Ujamaa is the fourth of the seven Nguzo Saba principles of Kwanzaa, and it means Cooperative Economics. Vernon and Lakeisha also discuss the other six principles of Kwanza and how their meanings are used as guiding principles of life.

As a first-generation Pittsburgher, LaKeisha Wolf has developed her roots across the community working at the intersection of social justice, arts, culture and entrepreneurship. She is a founding member of the Hill District based non-profit Ujamaa Collective, serving as Executive Director since 2013. In this role, LaKeisha focuses on the business affairs and cooperative development of emerging Africana women-owned craft industries. She has over 17 years’ experience in community, organizational and leadership development, consulting with numerous organizations including Sankofa Community Empowerment, Inc., Community Human Services Corporation, The Legacy Arts Project, Inc., and the Alliance for Police Accountability. LaKeisha holds a Bachelor’s Degree in Communications from Penn State University (2001) where she served as Black Caucus President, helping to establish the State of Pennsylvania’s first Africana Research Institute at PSU. In addition, she’s also a graduate of NASCO Institute’s Emerging Cooperative Leaders Program.
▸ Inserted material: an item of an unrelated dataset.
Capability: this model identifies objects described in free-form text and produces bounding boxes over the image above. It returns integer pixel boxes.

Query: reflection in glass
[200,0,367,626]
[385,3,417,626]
Ujamaa Collective Marketplace opened its doors in 2010, offering the high-quality and handmade goods of the women of the Ujamaa Collective, local and international artisans to the Pittsburgh Region. The idea was a simple one: Black women, entrepreneurs, acting in unity for the benefit of the individual entrepreneur, the collective and the community. Integral to this concept was the inclusion of a green marketplace that would benefit the Hill District community physically, economically, socially and spiritually.